5) There is no such thing as regular work hours and sick days are a thing of the past. Even when you are curled up in a ball under the covers having an anxiety attack, you are thinking about business (because it's what triggered the anxiety in the first place).

6)  Customers and clients do not simply fall out of the sky or appear out of thin air. You must go stalk them, convince them that you are the best solution for their product and/or service needs and succeed in prying their hard earned money from their cold dead hands.


  1. And this is why I never want to be a business owner.
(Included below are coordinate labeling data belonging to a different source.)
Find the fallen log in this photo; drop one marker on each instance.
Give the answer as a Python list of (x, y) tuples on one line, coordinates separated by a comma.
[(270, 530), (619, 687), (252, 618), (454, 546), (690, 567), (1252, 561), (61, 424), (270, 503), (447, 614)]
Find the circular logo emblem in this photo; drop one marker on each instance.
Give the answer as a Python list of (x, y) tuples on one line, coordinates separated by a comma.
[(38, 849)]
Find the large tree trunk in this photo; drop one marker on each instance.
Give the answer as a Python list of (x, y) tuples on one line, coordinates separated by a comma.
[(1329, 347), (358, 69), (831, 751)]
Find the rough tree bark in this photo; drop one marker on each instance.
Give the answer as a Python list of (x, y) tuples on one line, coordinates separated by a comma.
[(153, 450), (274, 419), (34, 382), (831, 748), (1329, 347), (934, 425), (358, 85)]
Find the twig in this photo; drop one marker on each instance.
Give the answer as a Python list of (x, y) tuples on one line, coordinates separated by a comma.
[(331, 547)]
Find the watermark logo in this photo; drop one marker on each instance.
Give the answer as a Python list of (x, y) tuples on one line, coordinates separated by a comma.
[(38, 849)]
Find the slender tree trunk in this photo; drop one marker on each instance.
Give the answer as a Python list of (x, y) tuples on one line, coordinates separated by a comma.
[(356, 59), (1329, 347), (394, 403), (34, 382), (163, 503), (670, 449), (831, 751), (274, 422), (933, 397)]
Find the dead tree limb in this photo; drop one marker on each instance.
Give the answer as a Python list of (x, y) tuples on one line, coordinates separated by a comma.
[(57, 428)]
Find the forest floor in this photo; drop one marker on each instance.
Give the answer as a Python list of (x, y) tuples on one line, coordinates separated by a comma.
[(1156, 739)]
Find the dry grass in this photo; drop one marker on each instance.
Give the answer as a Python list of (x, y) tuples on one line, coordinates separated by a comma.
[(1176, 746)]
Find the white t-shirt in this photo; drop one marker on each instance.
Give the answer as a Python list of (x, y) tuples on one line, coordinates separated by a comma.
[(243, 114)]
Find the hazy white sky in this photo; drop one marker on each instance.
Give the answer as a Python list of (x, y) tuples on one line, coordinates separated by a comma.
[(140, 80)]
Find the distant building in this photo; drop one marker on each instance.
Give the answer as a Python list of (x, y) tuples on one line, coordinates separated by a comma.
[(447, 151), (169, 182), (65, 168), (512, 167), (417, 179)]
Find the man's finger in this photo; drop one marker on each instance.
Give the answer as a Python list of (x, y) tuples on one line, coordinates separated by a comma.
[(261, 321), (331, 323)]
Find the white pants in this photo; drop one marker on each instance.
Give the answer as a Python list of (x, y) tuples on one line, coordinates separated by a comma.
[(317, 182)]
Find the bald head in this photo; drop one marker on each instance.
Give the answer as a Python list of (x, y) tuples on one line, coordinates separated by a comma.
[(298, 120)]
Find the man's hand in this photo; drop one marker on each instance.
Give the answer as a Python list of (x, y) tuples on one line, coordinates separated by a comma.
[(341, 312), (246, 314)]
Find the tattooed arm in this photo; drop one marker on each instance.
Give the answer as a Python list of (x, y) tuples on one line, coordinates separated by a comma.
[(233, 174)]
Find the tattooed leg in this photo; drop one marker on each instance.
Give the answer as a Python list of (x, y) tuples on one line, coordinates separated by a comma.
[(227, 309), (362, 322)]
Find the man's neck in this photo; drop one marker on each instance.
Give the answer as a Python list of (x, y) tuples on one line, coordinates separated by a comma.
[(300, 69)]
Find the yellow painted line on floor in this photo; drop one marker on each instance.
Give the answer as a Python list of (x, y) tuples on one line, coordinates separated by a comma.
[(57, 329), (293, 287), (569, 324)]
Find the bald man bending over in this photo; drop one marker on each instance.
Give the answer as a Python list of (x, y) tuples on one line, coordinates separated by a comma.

God bless those of you with the fortitude to do it, because it is not in my nature.

    You're going to rock this thing, Daddy Hawk.

    1. GunDiva, thanks. I sure hope I rock this venture. I know what I'm doing, but selling myself is a new concept for me.

  2. You have gone only where fools and Angels will tread... I tried business once, and being a 1 man operation and with a dad that was an CPA and after two years went back into nursing, way fewer headaches and panic attacks. My prayers and gestures of good fortune and luck flow your way.

    1. Cederq, after two layoffs in two years, I think I'll take my chances with the headaches and anxiety for a while.

  3. Be patient with yourself, yes, there is a learning curve (you knew that going into this, I'm sure). Keep obsessive-compulsively anal records, and hire a tax person (it's a business expensive). It's what they do.
    Set up a schedule and STICK to it...schedule 'work time', and then "home time". Balance and your family are important too. Besides, your kiddo is a cutie. If something occurs to you during sometime other than work time, write it down, and check into it during work time. The writing it down will help relive the anxiety, as will remembering why you started down this path to begin with.
    Hopefully you sat down and wrote up a great business plan...if not do so right NOW. Get books from the library on how to write business plans, and then go talk with your favorite banker person. And a lawyer, you do not want to be sued and lose everything...so get incorporated or what ever would cover you in TX from losing the house if this entire idea crashes and burns. Once the worst case scenarios are covered, you can concentrate on getting on with the business.
    You can do this! You CAN do this! YOU CAN DO THIS!!

    1. Suz, thanks for the suggestions.

      Yes, I knew there was going to be a learning curve, and I am very anal about records. I have already talked with one accountant who has not impressed me yet. I've got to reach out to another accountant who was recommended to me. We shall see if they give me warm fuzzies.

      I understand about setting and sticking to a schedule. My attempts to follow that schedule have been shot to hell by circumstances which has contributed to my frustration and anxiety. As for writing ideas down after hours, that is the reason I carry a spiral notebook and/or my cell phone pretty much everywhere I go.

      I've got the lawyer side covered, and I've registered as an LLC which gives me the same protection as a corporation in Texas. That and business insurance will give me plenty of backstop for what I'm doing.